ZooKeeper Ephemeral Nodes

Redis locks expire after a TTL. If your process crashes, you wait up to 30 seconds for the lock to become available. ZooKeeper takes a different approach: lock it to the session, not a timer.

Ephemeral Nodes#

ZooKeeper has two kinds of nodes: persistent (survive until explicitly deleted) and ephemeral (automatically deleted when the client session expires). A session is kept alive by a heartbeat. If the client crashes, heartbeats stop, the session expires after a configurable timeout, and the ephemeral node vanishes. No TTL math needed.

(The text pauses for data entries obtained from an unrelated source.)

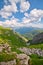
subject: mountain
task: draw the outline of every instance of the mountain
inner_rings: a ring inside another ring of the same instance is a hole
[[[30,65],[30,57],[18,49],[26,47],[26,42],[25,37],[11,28],[0,27],[0,65]]]
[[[14,30],[14,28],[13,28],[13,30]],[[36,27],[22,27],[22,28],[15,29],[15,31],[19,32],[20,34],[25,34],[27,32],[31,32],[34,30],[43,30],[43,29],[42,28],[36,28]]]
[[[31,63],[32,65],[42,65],[42,57],[39,59],[40,57],[38,56],[37,58],[36,55],[28,56],[19,50],[19,48],[27,48],[27,41],[23,35],[13,31],[11,28],[0,27],[0,65],[27,65],[27,63],[28,65],[31,65]],[[27,50],[25,49],[25,51]]]
[[[26,38],[28,38],[28,39],[33,39],[33,37],[35,36],[35,35],[37,35],[37,34],[39,34],[39,33],[41,33],[41,32],[43,32],[43,30],[41,30],[41,29],[38,29],[38,30],[32,30],[32,31],[29,31],[29,32],[27,32],[27,33],[25,33],[25,34],[23,34]]]
[[[33,44],[43,43],[43,32],[35,35],[32,39]]]
[[[19,28],[19,29],[15,29],[16,32],[19,32],[20,34],[25,34],[27,32],[31,32],[33,30],[36,30],[38,28],[33,28],[33,27],[22,27],[22,28]]]

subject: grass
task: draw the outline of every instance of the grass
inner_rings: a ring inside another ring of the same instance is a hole
[[[43,43],[28,46],[29,48],[37,48],[43,50]]]
[[[32,65],[43,65],[43,59],[31,59]]]
[[[31,65],[43,65],[43,57],[38,56],[37,54],[30,55]]]
[[[12,53],[0,53],[0,62],[7,62],[7,61],[10,61],[10,60],[14,60],[16,58],[16,55],[15,54],[12,54]]]
[[[37,54],[32,54],[32,55],[30,55],[30,58],[32,58],[32,59],[43,59],[42,56],[39,56],[39,55],[37,55]]]

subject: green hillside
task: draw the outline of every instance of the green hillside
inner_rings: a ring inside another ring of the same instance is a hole
[[[29,48],[37,48],[37,49],[42,49],[42,50],[43,50],[43,43],[30,45],[30,46],[28,46],[28,47],[29,47]]]
[[[26,46],[26,41],[14,32],[11,28],[0,27],[0,44],[8,43],[12,51],[16,51],[16,48]]]
[[[18,54],[22,53],[18,49],[19,47],[43,49],[43,44],[26,46],[27,41],[28,41],[27,38],[21,36],[19,33],[14,32],[11,28],[0,27],[0,45],[7,43],[11,47],[10,53],[7,54],[5,52],[5,49],[3,50],[3,52],[0,53],[0,62],[14,60],[15,58],[17,60],[17,65],[19,65],[18,64],[19,60],[16,58],[16,54],[14,55],[13,53],[13,51],[17,52]],[[40,57],[39,59],[39,56],[31,55],[30,58],[31,58],[32,65],[43,65],[43,57]]]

For distributed locking: create an ephemeral node at /locks/job-name. If creation succeeds, you hold the lock. If it fails (node already exists), someone else does. When the lock holder finishes, it deletes the node explicitly, or if it crashes, ZooKeeper cleans it up automatically.

Watches and the Herd Problem#

ZooKeeper lets clients subscribe to node changes via watches. When the lock holder releases, watchers get notified. Problem: if 50 clients are all watching the same node, all 50 wake up and rush to create it. Only one wins, and 49 requests were wasted. This is the herd effect.

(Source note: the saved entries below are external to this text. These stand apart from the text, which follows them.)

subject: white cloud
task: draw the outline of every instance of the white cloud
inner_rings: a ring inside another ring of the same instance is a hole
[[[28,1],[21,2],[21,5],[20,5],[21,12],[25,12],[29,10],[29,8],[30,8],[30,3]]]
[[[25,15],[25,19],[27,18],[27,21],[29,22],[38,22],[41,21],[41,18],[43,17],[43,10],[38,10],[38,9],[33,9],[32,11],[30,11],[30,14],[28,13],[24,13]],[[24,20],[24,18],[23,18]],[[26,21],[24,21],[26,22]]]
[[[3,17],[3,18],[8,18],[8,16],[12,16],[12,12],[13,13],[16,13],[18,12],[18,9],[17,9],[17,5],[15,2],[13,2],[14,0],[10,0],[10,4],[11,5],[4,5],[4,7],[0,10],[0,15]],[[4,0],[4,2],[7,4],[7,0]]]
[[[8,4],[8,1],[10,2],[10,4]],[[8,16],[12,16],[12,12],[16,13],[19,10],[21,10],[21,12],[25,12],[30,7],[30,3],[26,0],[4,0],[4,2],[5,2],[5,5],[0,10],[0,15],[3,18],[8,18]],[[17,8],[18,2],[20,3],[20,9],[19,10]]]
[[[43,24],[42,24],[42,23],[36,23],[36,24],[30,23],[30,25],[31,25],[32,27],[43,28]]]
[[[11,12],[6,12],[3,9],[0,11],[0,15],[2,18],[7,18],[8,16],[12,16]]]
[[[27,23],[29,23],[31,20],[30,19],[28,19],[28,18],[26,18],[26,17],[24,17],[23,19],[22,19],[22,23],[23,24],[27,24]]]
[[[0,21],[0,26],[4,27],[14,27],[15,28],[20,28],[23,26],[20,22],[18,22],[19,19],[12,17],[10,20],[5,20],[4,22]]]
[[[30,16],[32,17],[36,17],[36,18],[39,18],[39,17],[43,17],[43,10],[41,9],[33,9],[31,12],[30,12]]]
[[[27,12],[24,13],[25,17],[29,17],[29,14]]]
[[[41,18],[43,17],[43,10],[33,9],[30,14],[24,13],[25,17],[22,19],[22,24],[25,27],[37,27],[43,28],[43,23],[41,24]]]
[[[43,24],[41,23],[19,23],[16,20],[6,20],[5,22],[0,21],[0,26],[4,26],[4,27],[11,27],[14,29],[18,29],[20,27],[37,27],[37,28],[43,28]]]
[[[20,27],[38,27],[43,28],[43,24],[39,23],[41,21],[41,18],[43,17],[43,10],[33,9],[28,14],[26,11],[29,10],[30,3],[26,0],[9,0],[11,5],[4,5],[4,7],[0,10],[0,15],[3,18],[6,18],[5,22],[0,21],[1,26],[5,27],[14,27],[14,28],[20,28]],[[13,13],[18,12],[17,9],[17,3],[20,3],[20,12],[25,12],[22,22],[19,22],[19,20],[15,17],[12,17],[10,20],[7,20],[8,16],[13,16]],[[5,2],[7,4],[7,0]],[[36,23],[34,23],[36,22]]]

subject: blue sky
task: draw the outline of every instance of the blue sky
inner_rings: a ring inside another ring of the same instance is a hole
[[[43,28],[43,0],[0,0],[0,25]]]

The fix is sequential ephemeral nodes. Each client creates /locks/job-name- with the SEQUENTIAL flag, which appends a monotonically increasing number. Each client then watches only the node immediately before it in the sequence.

graph TD A[Client 1 creates /locks/job-0001] --> B[Client 2 creates /locks/job-0002] B --> C[Client 3 creates /locks/job-0003] A --> D[Client 1 holds lock, watches nothing] B --> E[Client 2 watches job-0001] C --> F[Client 3 watches job-0002] D --> G[Lock released or crash: job-0001 deleted] G --> H[Client 2 notified, acquires lock] style A fill:#000000,stroke:#00ff00,stroke-width:2px,color:#fff style B fill:#000000,stroke:#00ff00,stroke-width:2px,color:#fff style C fill:#000000,stroke:#00ff00,stroke-width:2px,color:#fff style D fill:#000000,stroke:#00ff00,stroke-width:2px,color:#fff style E fill:#000000,stroke:#00ff00,stroke-width:2px,color:#fff style F fill:#000000,stroke:#00ff00,stroke-width:2px,color:#fff style G fill:#000000,stroke:#00ff00,stroke-width:2px,color:#fff style H fill:#000000,stroke:#00ff00,stroke-width:2px,color:#fff

Only one client wakes per release. Strict FIFO ordering. No retry-with-jitter needed.

ZooKeeper vs Redis#

ZooKeeper is CP: it prioritizes consistency over availability. Redis is AP: faster, but weaker guarantees. For distributed locks where correctness matters more than speed, ZooKeeper wins. For most job-coordination scenarios where you mainly want to avoid duplicate work, Redis (or Redlock) is simpler to operate.

At Oracle#

We briefly evaluated ZooKeeper for cluster coordination before choosing Redis for lower operational overhead. The sequential node pattern for fair locking was genuinely elegant compared to what we built ourselves. Redis required custom retry-with-jitter logic and careful TTL tuning. ZooKeeper’s model just handles it. The tradeoff was running and operating a ZooKeeper ensemble versus a Redis cluster we already had. See also Leader Election for how ZooKeeper-style session-based approaches handle split-brain.

What I’m Learning#

Ephemeral nodes are a clean primitive: lifecycle tied to the client, not a wall clock. The sequential node pattern for herd prevention took me a while to appreciate fully.

Do you use ZooKeeper in production, or has the operational complexity pushed you toward Redis-based alternatives?